Autor: Fernando Pascual
Hay venenos que huelen mal,
que actúan rápidamente, que matan en pocos minutos. Otros venenos se dosifican
poco a poco, penetran lentamente, hieren a la víctima sin que perciba lo que
está ocurriendo en su organismo.
También en el mundo de las
almas hay venenos. El más terrible, el más destructor, el más trágico, es el
pecado mortal. Junto al mismo también hay pecados “pequeños”, o apegos
obsesivos, o ambiciones mal controladas, o ideas erróneas, que poco a poco
envenenan el alma, hasta apagar el entusiasmo, la alegría, la fuerza del
Espíritu.
Hay venenos que buscamos y
que consumimos desde nosotros mismos. Somos débiles, somos frágiles, estamos
heridos por las consecuencias del pecado original. Miles de objetos aparecen
ante nosotros con un brillo aparente y engañoso: encierran mucho veneno, pero
no lo vemos. Al final, dejamos que el mal penetre en el alma. Quedamos
envenenados.
Otros venenos nos llegan
desde envenenadores de almas. Porque en el mundo de ayer y en el de hoy, hay
personas y grupos que promueven, casi diabólicamente, el pecado en todas sus
formas.
Fuera de las escuelas, hay
quienes engañan a los niños y adolescentes para que empiecen a drogarse. En el
mundo de los medios de comunicación de masas, guionistas y productores lanzan a
la televisión o al inmenso mundo de Internet imágenes e ideas venenosas, que
atontan, que encandilan, que llevan al pecado.
Otros envenenadores son más
sutiles. Trabajan desde insinuaciones. Susurran al oído datos tal vez
verdaderos mezclados con interpretaciones falsas. Inspiran desconfianza hacia
familiares, amigos, conocidos. Levantan pasiones de avaricia, de lujuria, de
soberbia, de odio, de venganza.
Inoculan su veneno poco a
poco. El alma lo recibe a veces con una candidez que asusta. El ropaje de la
voz suave de quien se declara “amigo” y no es más que un destructor de almas
hace sucumbir a los ingenuos.
Frente a tanto veneno, hace
falta defenderse con firmeza. No podemos transigir mínimamente con ningún pecado,
ni siquiera venial. La fórmula “antes morir que pecar” vale siempre.
¿Motivos para no dejarse
envenenar? Basta con recordar que está en juego un tesoro inmenso del alma:
nuestro amor a Dios. No sólo eso: también está en juego la vida verdadera, la
de la gracia en los corazones. Está en juego, además, la caridad fraterna: todo
pecado destruye las relaciones entre los hermanos.

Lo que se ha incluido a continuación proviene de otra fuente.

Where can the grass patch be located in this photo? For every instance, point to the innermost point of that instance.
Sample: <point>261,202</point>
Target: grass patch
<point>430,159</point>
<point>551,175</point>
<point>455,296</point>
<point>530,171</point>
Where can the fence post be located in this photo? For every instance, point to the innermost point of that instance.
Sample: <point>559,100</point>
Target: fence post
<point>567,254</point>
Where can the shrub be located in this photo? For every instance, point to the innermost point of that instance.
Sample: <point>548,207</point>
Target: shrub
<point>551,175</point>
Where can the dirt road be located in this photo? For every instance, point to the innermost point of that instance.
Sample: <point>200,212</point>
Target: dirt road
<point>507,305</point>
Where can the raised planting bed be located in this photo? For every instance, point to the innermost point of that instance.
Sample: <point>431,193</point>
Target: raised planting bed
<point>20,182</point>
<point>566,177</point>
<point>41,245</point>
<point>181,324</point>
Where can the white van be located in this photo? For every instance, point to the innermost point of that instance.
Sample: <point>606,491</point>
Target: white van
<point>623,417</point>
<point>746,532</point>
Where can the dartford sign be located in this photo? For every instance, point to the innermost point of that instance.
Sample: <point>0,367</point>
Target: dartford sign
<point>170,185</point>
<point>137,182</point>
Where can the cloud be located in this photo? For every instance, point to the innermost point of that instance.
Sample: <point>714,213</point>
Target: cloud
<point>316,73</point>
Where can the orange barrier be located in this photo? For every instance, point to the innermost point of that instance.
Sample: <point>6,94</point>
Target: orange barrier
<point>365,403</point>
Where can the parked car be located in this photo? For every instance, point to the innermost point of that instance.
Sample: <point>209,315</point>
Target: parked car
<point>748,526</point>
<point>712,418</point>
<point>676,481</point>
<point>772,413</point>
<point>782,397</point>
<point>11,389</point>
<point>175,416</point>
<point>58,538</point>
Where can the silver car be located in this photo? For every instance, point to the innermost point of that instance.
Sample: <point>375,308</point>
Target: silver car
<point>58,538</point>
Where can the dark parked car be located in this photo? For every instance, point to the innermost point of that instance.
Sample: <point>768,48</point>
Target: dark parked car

Hay que luchar con firmeza
contra el veneno. Hay que denunciar y apartarse del daño que producen los
envenenadores de almas. No podemos permitir que nadie ahogue la vida de gracia
que Dios puso en nosotros desde el día del bautismo. No podemos permitir que la
mentalidad de este mundo nos llene de tinieblas.
Vale para nosotros la
exhortación de san Pablo: “Os ruego, hermanos, que os guardéis de los que
suscitan divisiones y escándalos contra la doctrina que habéis aprendido;
apartaos de ellos, pues esos tales no sirven a nuestro Señor Jesucristo, sino a
su propio vientre, y, por medio de suaves palabras y lisonjas, seducen los corazones
de los sencillos” (Rm 16,17-18).
Sí, hay que apartarse
decididamente de los envenenadores de almas. No sólo eso: hay que pedirle a
Dios que no permita que nosotros mismos caigamos en ese terrible pecado de
llevar a otros venenos grandes o pequeños, sino que nos haga difusores sanos y
sinceros de todo lo bueno, lo agradable, lo perfecto (cf. Rm 12,2).